If the final confrontation between Brodie and Julian feels a little too on the nose (they’re so measured! So insightful! So self-aware!), it at least offers O’Connell a chance to color in Julian’s personality, which tracks given that the Special creator co-wrote the episode with Dunn.

I don’t know that I’d have pegged this duo to be the structuring anchor of “Problematica,” but thinking of these two as queer foils does give the episode, and the show, in turn, a lovely twinned sensibility. Each has dealt with their own othering in different ways, and each has found their own way of turning their past into charming parts of their present. How Brodie will recover from yet again alienating himself from someone he loves is yet to be seen, but we only have one more episode, so let us hope all those ominous shots of knives and sharpened edges don’t presage any more violence in our/his future.

Fun as F - - -

• “Skinny white boys will always be out here fucking!” Armand Fields brings such regal poise to Bussey, both in and out of drag, that I’m ashamed it’s taken me so long to single them out in one of these recaps. But truly, that scene between them and Mingus was just masterful.

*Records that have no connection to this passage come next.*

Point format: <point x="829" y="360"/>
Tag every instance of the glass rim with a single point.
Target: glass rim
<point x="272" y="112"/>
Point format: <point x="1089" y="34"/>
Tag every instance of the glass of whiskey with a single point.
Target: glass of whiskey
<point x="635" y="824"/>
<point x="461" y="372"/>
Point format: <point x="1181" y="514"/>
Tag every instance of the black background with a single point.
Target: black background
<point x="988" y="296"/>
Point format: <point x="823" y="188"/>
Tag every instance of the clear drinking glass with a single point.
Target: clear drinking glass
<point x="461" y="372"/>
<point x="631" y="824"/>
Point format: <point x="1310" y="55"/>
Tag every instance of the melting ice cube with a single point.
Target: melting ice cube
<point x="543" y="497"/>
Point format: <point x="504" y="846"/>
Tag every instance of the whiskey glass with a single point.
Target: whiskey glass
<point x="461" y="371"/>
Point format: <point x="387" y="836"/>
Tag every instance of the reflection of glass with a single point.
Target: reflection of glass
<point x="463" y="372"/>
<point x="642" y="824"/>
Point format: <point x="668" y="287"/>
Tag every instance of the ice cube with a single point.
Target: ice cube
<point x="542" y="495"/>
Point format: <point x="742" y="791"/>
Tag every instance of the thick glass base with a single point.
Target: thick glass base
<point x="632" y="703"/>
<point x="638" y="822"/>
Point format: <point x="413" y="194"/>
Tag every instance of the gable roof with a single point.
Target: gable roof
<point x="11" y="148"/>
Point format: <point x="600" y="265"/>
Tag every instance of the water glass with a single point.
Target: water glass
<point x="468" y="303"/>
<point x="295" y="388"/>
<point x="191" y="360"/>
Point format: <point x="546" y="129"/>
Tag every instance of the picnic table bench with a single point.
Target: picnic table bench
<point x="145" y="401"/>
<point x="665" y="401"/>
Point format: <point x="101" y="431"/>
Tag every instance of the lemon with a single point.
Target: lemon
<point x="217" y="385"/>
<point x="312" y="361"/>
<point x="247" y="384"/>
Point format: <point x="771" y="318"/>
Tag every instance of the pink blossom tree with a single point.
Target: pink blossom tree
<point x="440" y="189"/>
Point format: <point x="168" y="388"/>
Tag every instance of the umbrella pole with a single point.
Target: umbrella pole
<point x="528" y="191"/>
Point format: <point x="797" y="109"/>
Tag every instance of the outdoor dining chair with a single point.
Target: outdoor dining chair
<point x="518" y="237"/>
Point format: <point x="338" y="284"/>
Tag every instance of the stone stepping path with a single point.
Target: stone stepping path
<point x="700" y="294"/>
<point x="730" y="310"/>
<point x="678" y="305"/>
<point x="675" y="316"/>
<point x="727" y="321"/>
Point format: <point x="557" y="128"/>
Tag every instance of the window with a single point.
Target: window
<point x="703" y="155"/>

• “Rock ’n’ Roll Suicide” by David Bowie and Kim Cattrall singing “Maybe This Time” from Cabaret? I guess this is a show called QUEER As Folk.

• Mingus may have rocked their Bowie rehearsal/performance in the cavernous relic that is Babylon, but I wanted to see more of their demonic-like take on the singer during Brodie’s trip. They looked fabulous in a way only a Bowie fan attending a horror convention could.

• Ed Begley Jr.! I was just complaining he’d only shown up for one scene, and here he is … in just one other scene! Also, who do we think kept the polaroid of Johnny Sibilly straddling Ryan O’Connell? Do we think it’ll be up for an auction any time soon?